Heroku Dynos Unable to Start

sparkman55 · on June 23, 2014

I know it's popular to be a "developer-centric" organization these days, but please, please, don't schedule risky maintenance operations for 10 AM on a Monday, when your tools are in heavy usage.

Every SaaS product I've built has analyzed traffic, and performed migrations/deployments at off-hours (generally, after midnight in our dominant time zone). In this case, the outage may have resulted in hundreds (thousands?) of paged administrators across the world, but at least fewer end-users would have been affected.

Also, at scale, it's a good idea to deploy to a single cluster/zone first, and check error rates before deploying to the larger environment.

It's pretty scary that the 'professionals' to whom I've trusted my business aren't more savvy when it comes to high availability...

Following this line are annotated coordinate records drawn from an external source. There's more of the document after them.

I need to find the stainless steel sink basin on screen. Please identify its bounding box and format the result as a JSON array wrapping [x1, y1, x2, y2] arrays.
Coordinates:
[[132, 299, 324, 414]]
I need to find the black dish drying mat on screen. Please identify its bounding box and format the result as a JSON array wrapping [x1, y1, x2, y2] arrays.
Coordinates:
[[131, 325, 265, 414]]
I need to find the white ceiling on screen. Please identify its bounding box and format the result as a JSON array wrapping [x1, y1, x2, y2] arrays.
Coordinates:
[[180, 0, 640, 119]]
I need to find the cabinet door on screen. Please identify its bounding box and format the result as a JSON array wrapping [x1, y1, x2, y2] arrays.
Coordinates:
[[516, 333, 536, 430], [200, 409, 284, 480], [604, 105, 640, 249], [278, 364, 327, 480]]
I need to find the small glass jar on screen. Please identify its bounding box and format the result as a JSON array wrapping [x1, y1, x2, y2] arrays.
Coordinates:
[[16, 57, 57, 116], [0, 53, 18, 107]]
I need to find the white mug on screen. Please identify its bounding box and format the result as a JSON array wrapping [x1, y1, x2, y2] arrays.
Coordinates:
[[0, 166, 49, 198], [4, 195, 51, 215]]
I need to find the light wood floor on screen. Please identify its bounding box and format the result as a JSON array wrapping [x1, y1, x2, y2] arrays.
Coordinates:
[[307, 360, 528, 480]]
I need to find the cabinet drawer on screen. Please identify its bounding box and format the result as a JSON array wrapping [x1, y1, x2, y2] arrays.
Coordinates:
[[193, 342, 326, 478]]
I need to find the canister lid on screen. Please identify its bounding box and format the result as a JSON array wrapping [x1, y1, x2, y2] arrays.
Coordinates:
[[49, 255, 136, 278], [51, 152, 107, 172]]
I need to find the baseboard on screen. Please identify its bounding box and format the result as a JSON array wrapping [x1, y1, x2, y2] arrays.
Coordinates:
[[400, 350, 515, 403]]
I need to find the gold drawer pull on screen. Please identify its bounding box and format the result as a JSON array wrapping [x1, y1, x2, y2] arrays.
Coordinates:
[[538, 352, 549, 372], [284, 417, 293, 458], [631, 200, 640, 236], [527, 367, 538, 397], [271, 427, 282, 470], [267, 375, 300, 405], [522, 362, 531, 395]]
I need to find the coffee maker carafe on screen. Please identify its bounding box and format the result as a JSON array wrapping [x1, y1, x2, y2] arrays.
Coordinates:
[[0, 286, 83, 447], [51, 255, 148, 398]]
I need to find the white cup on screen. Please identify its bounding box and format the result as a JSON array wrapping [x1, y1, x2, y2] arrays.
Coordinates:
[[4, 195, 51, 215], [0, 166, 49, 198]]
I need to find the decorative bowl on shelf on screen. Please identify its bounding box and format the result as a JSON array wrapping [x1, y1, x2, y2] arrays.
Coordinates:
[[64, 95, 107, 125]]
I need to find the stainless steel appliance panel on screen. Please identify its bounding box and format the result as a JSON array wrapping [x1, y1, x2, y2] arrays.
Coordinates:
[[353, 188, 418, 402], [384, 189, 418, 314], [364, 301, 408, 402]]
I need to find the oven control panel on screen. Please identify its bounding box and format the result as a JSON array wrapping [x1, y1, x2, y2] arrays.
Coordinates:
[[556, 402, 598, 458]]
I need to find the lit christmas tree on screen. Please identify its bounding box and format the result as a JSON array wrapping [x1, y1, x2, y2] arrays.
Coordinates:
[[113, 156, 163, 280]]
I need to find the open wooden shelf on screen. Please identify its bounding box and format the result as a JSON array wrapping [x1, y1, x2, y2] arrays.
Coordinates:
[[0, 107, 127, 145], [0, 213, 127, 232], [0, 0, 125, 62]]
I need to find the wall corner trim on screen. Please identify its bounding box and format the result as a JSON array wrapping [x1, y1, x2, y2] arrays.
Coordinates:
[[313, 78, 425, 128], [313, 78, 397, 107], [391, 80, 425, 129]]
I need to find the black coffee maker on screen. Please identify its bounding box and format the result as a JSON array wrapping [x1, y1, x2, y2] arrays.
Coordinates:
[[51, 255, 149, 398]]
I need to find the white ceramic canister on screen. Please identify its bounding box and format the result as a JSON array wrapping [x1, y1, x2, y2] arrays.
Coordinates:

kawsper · on June 23, 2014

Are you sure that Heroku is peaking 10 AM on a Monday?

I believe they have off-hours, but as an international product it could be interesting to know when. I know a lot of European products with European users that all depend on Heroku.

sparkman55 · on June 23, 2014

I'm not sure that Heroku is peaking at 10 AM on Monday, but I'm reasonably sure it's not a traffic nadir for them.

For example, 6 PM on Saturday PDT is 1 AM on Sunday GMT and 9 AM on Saturday in Hong Kong. This would almost certainly be a time of lower deployments / requests globally.

zzen · on June 23, 2014

They have a separate EU hosting region that has separate maintenance (and uptime that's actually significantly better then US region): https://status.heroku.com/uptime?region=EU

So yeah, it was a lame time to schedule maintenance.

alrs · on June 23, 2014

I disagree, strongly.

If you've architected for IAAS you have sufficient redundancy and a plan for graceful degradation. I'd rather be dealing with an outage after lunch than at 4am.

sparkman55 · on June 23, 2014

This is exactly the "developer-centric" mindset that is, frankly, misguided.

Sure, I would rather deal with an outage during business hours, but that means that many of my Customers are also dealing with an outage. If the outage were at 4 AM, most of my Customers would be asleep, and wouldn't even notice the outage.

alrs · on June 23, 2014

If you want NASA reliability, build a NASA-grade 24/7 operation across three timezones.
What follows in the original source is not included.